When they were at Northwestern, James and Lindsay had been trained to think of failure as a skill: To fail correctly—to do it “in an interesting way”—you had to sift through the rubble of your disappointment and ask, How did things go wrong, and why did we expect a different outcome? As the couple’s fear and frustration over Livie’s progress grew, these very questions came into their minds: What happened here, and why? The field of rehab engineering hadn’t done that much for Livie. But now it seemed like maybe Livie could do something for the field.

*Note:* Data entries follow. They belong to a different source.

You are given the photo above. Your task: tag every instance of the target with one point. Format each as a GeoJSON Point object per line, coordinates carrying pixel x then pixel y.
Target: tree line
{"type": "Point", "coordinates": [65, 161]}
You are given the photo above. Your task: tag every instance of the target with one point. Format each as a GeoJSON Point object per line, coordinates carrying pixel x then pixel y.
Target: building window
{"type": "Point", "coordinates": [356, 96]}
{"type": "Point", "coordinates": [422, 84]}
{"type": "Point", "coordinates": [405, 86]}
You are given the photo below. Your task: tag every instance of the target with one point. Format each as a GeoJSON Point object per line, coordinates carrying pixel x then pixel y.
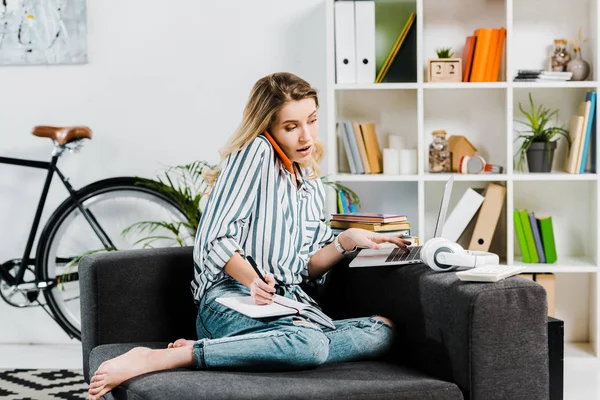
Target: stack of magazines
{"type": "Point", "coordinates": [389, 224]}
{"type": "Point", "coordinates": [538, 75]}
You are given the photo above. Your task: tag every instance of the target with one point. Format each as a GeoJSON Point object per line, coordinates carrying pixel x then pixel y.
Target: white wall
{"type": "Point", "coordinates": [165, 84]}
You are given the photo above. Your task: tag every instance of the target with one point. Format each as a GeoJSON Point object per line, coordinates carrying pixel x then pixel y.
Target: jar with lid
{"type": "Point", "coordinates": [439, 153]}
{"type": "Point", "coordinates": [560, 57]}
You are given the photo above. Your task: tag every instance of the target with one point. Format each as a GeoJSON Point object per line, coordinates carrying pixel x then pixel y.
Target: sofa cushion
{"type": "Point", "coordinates": [364, 380]}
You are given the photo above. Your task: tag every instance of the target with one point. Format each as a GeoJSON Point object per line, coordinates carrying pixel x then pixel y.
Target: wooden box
{"type": "Point", "coordinates": [445, 70]}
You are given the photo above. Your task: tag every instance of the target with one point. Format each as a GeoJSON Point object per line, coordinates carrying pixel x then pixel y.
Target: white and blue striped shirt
{"type": "Point", "coordinates": [255, 208]}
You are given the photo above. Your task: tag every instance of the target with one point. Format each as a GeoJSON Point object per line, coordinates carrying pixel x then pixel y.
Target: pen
{"type": "Point", "coordinates": [278, 290]}
{"type": "Point", "coordinates": [255, 267]}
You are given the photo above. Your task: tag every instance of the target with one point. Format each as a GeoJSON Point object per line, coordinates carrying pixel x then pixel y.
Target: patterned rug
{"type": "Point", "coordinates": [42, 384]}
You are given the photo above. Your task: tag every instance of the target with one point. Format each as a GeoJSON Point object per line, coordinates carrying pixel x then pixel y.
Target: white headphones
{"type": "Point", "coordinates": [444, 255]}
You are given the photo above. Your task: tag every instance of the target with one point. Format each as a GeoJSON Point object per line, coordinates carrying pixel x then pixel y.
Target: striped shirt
{"type": "Point", "coordinates": [255, 208]}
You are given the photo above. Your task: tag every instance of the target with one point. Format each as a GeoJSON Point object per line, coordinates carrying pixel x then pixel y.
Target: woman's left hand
{"type": "Point", "coordinates": [356, 237]}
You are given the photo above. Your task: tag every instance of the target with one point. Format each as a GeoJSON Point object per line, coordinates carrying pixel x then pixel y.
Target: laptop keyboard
{"type": "Point", "coordinates": [400, 254]}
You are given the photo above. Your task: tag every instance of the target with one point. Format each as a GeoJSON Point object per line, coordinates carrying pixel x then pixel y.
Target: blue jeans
{"type": "Point", "coordinates": [231, 340]}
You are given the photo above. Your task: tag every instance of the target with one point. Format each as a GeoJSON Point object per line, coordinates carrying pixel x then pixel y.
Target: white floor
{"type": "Point", "coordinates": [582, 378]}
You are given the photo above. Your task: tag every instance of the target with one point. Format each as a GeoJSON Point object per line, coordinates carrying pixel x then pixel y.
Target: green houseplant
{"type": "Point", "coordinates": [539, 140]}
{"type": "Point", "coordinates": [186, 186]}
{"type": "Point", "coordinates": [444, 52]}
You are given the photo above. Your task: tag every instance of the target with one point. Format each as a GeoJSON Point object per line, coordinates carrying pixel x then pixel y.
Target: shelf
{"type": "Point", "coordinates": [373, 178]}
{"type": "Point", "coordinates": [579, 352]}
{"type": "Point", "coordinates": [376, 86]}
{"type": "Point", "coordinates": [554, 176]}
{"type": "Point", "coordinates": [551, 84]}
{"type": "Point", "coordinates": [443, 177]}
{"type": "Point", "coordinates": [565, 264]}
{"type": "Point", "coordinates": [415, 178]}
{"type": "Point", "coordinates": [488, 114]}
{"type": "Point", "coordinates": [465, 85]}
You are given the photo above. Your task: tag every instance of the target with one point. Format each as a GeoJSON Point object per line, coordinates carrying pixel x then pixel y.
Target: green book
{"type": "Point", "coordinates": [547, 232]}
{"type": "Point", "coordinates": [529, 240]}
{"type": "Point", "coordinates": [521, 236]}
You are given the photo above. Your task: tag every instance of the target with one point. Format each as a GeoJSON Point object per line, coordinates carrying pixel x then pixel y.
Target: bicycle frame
{"type": "Point", "coordinates": [52, 169]}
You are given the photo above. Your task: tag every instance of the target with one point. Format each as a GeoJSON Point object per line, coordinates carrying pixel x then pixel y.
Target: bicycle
{"type": "Point", "coordinates": [90, 219]}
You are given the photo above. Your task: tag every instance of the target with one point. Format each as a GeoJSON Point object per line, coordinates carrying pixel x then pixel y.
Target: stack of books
{"type": "Point", "coordinates": [389, 224]}
{"type": "Point", "coordinates": [482, 55]}
{"type": "Point", "coordinates": [539, 75]}
{"type": "Point", "coordinates": [535, 236]}
{"type": "Point", "coordinates": [581, 157]}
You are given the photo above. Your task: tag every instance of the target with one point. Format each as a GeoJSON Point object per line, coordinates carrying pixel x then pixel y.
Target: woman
{"type": "Point", "coordinates": [267, 203]}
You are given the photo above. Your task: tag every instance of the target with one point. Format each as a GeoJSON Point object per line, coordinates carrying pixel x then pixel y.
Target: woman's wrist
{"type": "Point", "coordinates": [345, 241]}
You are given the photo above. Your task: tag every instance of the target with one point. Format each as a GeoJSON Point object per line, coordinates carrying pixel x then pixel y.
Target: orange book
{"type": "Point", "coordinates": [467, 58]}
{"type": "Point", "coordinates": [498, 55]}
{"type": "Point", "coordinates": [481, 54]}
{"type": "Point", "coordinates": [489, 64]}
{"type": "Point", "coordinates": [372, 145]}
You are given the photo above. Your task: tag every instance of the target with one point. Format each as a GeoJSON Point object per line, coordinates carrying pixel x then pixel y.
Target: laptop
{"type": "Point", "coordinates": [394, 255]}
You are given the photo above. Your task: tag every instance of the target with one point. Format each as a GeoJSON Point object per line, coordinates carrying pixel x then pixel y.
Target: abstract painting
{"type": "Point", "coordinates": [43, 32]}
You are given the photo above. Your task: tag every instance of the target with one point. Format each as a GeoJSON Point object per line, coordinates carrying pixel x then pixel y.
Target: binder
{"type": "Point", "coordinates": [364, 18]}
{"type": "Point", "coordinates": [403, 67]}
{"type": "Point", "coordinates": [462, 214]}
{"type": "Point", "coordinates": [345, 42]}
{"type": "Point", "coordinates": [591, 97]}
{"type": "Point", "coordinates": [492, 205]}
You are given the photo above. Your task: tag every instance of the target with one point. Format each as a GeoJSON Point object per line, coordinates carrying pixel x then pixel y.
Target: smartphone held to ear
{"type": "Point", "coordinates": [284, 159]}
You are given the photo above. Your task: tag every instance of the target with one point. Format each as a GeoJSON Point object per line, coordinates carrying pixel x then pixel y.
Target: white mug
{"type": "Point", "coordinates": [391, 164]}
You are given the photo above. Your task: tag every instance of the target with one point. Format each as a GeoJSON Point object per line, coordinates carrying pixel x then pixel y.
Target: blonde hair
{"type": "Point", "coordinates": [268, 96]}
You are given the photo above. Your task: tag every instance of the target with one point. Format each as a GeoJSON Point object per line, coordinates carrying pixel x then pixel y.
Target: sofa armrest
{"type": "Point", "coordinates": [488, 338]}
{"type": "Point", "coordinates": [136, 296]}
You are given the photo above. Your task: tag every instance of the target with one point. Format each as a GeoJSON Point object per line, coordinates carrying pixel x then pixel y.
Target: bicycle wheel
{"type": "Point", "coordinates": [115, 204]}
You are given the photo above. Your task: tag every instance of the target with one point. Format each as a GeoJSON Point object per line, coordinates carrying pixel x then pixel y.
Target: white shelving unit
{"type": "Point", "coordinates": [485, 112]}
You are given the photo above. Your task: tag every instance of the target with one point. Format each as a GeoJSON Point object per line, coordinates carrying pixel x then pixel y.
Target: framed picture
{"type": "Point", "coordinates": [445, 70]}
{"type": "Point", "coordinates": [43, 32]}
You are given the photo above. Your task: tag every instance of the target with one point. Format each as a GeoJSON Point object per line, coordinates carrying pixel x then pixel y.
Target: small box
{"type": "Point", "coordinates": [445, 70]}
{"type": "Point", "coordinates": [460, 146]}
{"type": "Point", "coordinates": [556, 357]}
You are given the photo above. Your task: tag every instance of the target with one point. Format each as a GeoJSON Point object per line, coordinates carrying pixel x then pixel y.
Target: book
{"type": "Point", "coordinates": [280, 306]}
{"type": "Point", "coordinates": [393, 52]}
{"type": "Point", "coordinates": [369, 217]}
{"type": "Point", "coordinates": [537, 237]}
{"type": "Point", "coordinates": [521, 236]}
{"type": "Point", "coordinates": [529, 240]}
{"type": "Point", "coordinates": [547, 231]}
{"type": "Point", "coordinates": [394, 226]}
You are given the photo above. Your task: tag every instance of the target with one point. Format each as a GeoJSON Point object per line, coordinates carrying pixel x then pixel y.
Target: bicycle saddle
{"type": "Point", "coordinates": [63, 135]}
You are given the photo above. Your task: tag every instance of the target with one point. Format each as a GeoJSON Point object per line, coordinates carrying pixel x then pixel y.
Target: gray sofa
{"type": "Point", "coordinates": [456, 340]}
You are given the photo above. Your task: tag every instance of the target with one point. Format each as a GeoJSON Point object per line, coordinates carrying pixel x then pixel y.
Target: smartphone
{"type": "Point", "coordinates": [284, 159]}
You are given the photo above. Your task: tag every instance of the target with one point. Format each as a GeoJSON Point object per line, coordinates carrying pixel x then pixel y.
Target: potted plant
{"type": "Point", "coordinates": [444, 52]}
{"type": "Point", "coordinates": [540, 139]}
{"type": "Point", "coordinates": [445, 68]}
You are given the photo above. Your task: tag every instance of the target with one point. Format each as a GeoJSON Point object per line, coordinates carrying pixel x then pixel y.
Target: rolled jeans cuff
{"type": "Point", "coordinates": [199, 354]}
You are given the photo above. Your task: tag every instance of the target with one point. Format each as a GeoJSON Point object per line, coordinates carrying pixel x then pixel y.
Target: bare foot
{"type": "Point", "coordinates": [135, 362]}
{"type": "Point", "coordinates": [181, 343]}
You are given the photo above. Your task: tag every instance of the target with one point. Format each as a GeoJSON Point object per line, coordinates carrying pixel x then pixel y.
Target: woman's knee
{"type": "Point", "coordinates": [310, 347]}
{"type": "Point", "coordinates": [385, 320]}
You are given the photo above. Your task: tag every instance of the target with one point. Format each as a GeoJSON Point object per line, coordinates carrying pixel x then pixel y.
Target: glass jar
{"type": "Point", "coordinates": [439, 154]}
{"type": "Point", "coordinates": [560, 57]}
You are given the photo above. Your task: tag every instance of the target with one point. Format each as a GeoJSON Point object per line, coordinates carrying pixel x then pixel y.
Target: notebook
{"type": "Point", "coordinates": [279, 307]}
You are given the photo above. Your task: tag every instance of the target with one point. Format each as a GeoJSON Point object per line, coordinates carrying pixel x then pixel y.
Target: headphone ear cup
{"type": "Point", "coordinates": [440, 245]}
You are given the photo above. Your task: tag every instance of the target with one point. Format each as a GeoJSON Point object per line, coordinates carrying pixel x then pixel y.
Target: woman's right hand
{"type": "Point", "coordinates": [261, 292]}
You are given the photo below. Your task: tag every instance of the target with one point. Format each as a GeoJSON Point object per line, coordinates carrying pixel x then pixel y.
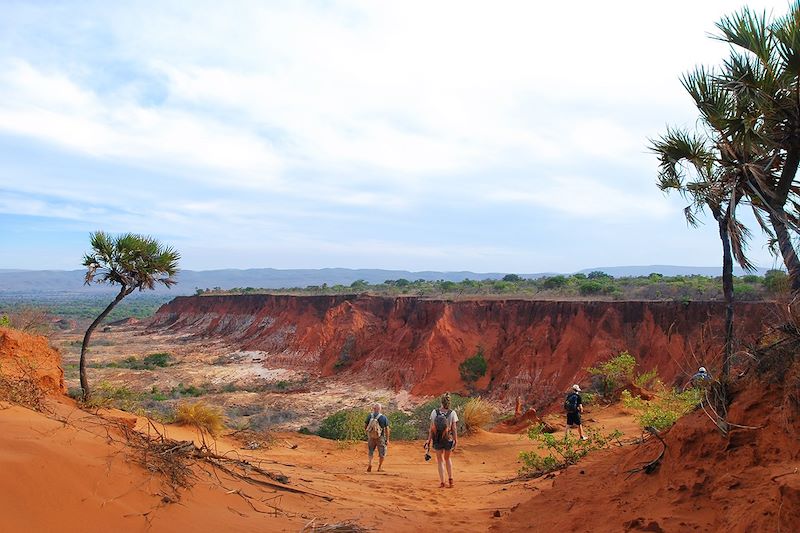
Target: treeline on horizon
{"type": "Point", "coordinates": [595, 285]}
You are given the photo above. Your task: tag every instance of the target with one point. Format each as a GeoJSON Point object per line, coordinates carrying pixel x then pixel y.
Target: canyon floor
{"type": "Point", "coordinates": [78, 463]}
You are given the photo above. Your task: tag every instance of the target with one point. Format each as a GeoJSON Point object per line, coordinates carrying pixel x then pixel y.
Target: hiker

By the time we first spoke, James and Lindsay had written up their observations. They were trying, as James would later say, to draw some meaning—and perhaps a fragment of relief—from what had been “this huge, loud, overwhelming noise” inside their heads. On April 7, the Journal of NeuroEngineering and Rehabilitation had published the remarkable result: a co-authored manifesto on the principles of technology design, but also a peer-reviewed portrait of their suffering. The paper, “Our Child’s TBI: A Rehabilitation Engineer’s Personal Experience, Technological Approach, and Lessons Learned,” starts with brief biographies of James and Lindsay, and then a recitation of what happened to their daughter, referred to only as “B”—a private reference to her nickname, Boogie.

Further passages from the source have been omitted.